The answer, according to McGilchrist, is that ‘We have to find a way of fixing [experience] as it flies, stepping back from the immediacy of experience, stepping outside the flow’ (p.30).  The evidence that we do this in education is all around us. However, there is a danger in doing this if it results in an obsession with ‘fixing’ such that our experience is fragmented, and knowledge is always broken down into measurable ‘bits’ which can be tested, the assumption being that we can then tick that ‘bit’ off as known. Stepping ‘outside the flow of experience’ gives us a view of the world that is ‘explicit, abstracted, compartmentalised, fragmented [and] static (though its ‘bits’ can be re-set in motion, like a machine)…’ (p.93). Such a world is easier to manipulate and control, and makes us feel more powerful.

According to McGilchrist, the problem is that, whilst we need to ‘step back from the immediacy of experience’ to know anything, we tend to get ‘stuck’ in this view of the world which prioritises ‘clarity; detached, narrowly focussed attention; the knowledge of things as built up from the parts; sequential analytic logic as the path to knowledge; and […] detail over the bigger picture’ (p.177). As such we lose sight of the whole.

For McGilchrist experiencing ‘flow’ means experiencing the whole and understanding:

  • Empathy and intersubjectivity as the ground of consciousness
  • The importance of an open, patient attention to the world, as opposed to a wilful, grasping attention
  • The implicit or hidden nature of truth
  • The emphasis on process rather than stasis,
  • The journey being more important that the arrival
  • The primacy of perception
  • The importance of the body in constituting reality
  • And emphasis on uniqueness
  • The objectifying nature of vision
  • The irreducibility of all value to utility
  • Creativity as an unveiling (no-saying) process rather than a wilfully constructive process.
  • The challenge for educators is how to reconcile the need to fix and test within a flow mindset.

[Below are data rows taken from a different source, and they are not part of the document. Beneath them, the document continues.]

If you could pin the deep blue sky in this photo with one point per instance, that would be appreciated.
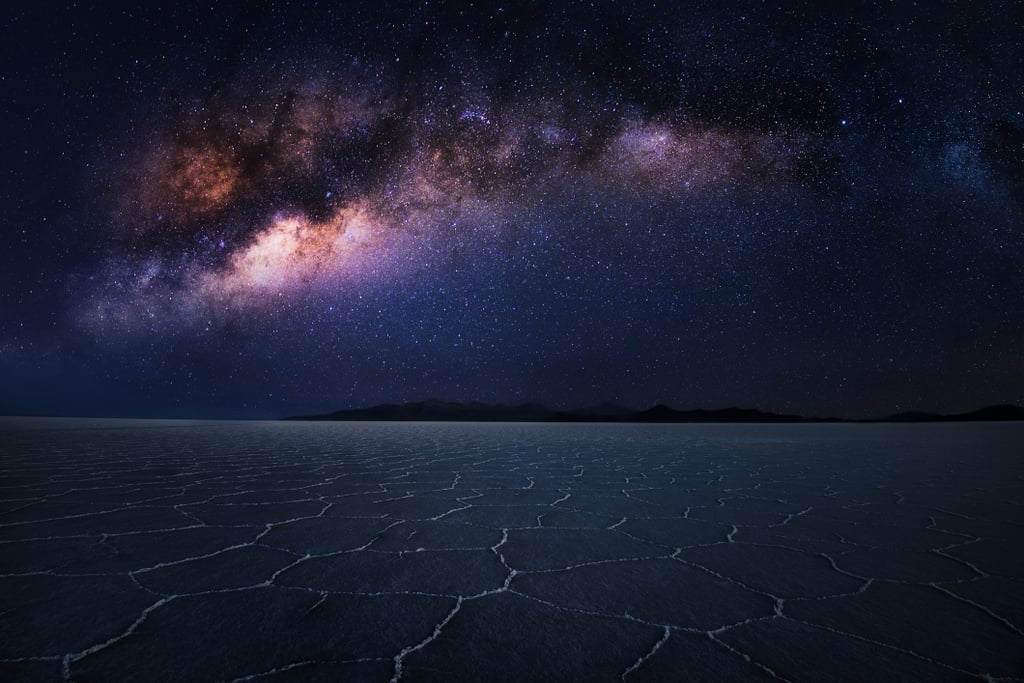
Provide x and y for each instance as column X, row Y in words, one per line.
column 255, row 211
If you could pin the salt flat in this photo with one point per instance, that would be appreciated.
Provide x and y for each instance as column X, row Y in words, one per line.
column 168, row 550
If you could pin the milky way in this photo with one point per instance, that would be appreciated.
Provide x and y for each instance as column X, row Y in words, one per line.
column 267, row 209
column 250, row 203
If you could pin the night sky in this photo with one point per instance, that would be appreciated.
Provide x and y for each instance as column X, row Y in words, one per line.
column 259, row 211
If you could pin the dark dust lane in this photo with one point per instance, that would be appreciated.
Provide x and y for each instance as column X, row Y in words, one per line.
column 160, row 550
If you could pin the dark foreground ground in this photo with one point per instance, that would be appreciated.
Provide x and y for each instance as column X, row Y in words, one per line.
column 144, row 550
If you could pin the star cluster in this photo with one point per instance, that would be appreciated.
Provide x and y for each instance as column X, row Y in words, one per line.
column 273, row 209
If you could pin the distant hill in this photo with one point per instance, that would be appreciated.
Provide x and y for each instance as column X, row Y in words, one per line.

McGilchrist has always stressed the importance of ‘both/and’ thinking, as opposed to the ‘either/or’ thinking, which seems to dominate much of our work in education. He tells us that for strength and stability, and to avoid fragmentation and disintegration, we need to be able to hold opposing ideas in dynamic equilibrium, an idea that seems particularly relevant to current times. He illustrates what he means by this with an image of the taut string of a bow or lyre (p. 270):

The taut string, its two ends pulling apart under opposing forces, that for bow or lyre is what gives its vital strength or virtue, is the perfect expression of a dynamic, rather than static, equilibrium. This holding of movement within stasis, of opposites in reconciliation, is also imaged in Heraclitus’ most famous saying, that ‘all things flow’. Stability in the experiential world is always stability provided by a form through which things continue to flow’.  

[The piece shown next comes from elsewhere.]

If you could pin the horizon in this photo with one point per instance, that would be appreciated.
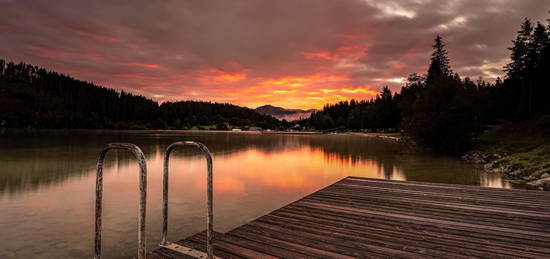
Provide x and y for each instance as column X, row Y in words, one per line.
column 336, row 51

An education system which focused more on ‘both/and’ thinking and seeing the world as being in continuous ‘flow’, would need what McGilchrist has called ‘a change of heart’. Amongst other considerations, there would need to be less fragmentation and measurement, a greater focus on process, connection and context, an appreciation of depth, a tolerance for ambiguity and uncertainty and a view of the world as embodied rather than conceptual. From this perspective knowing would be seen as an emergent process, rather than fixed. Is such a paradigm shift achievable, or have we already stepped so far out of the flow of experience that we have lost sight of the importance of also viewing the world from a perspective of ‘flow’?

References

Beard, K.S. (2014). Theoretically Speaking: An Interview with Mihaly Csikszentmihalyi on Flow Theory Development and Its Usefulness in Addressing Contemporary Challenges in Education. Educ Psychol Rev. 27, 353-364

McGilchrist, I. (2009). The Master and his Emissary. The Divided Brain and the Making of the Western World. Yale University Press.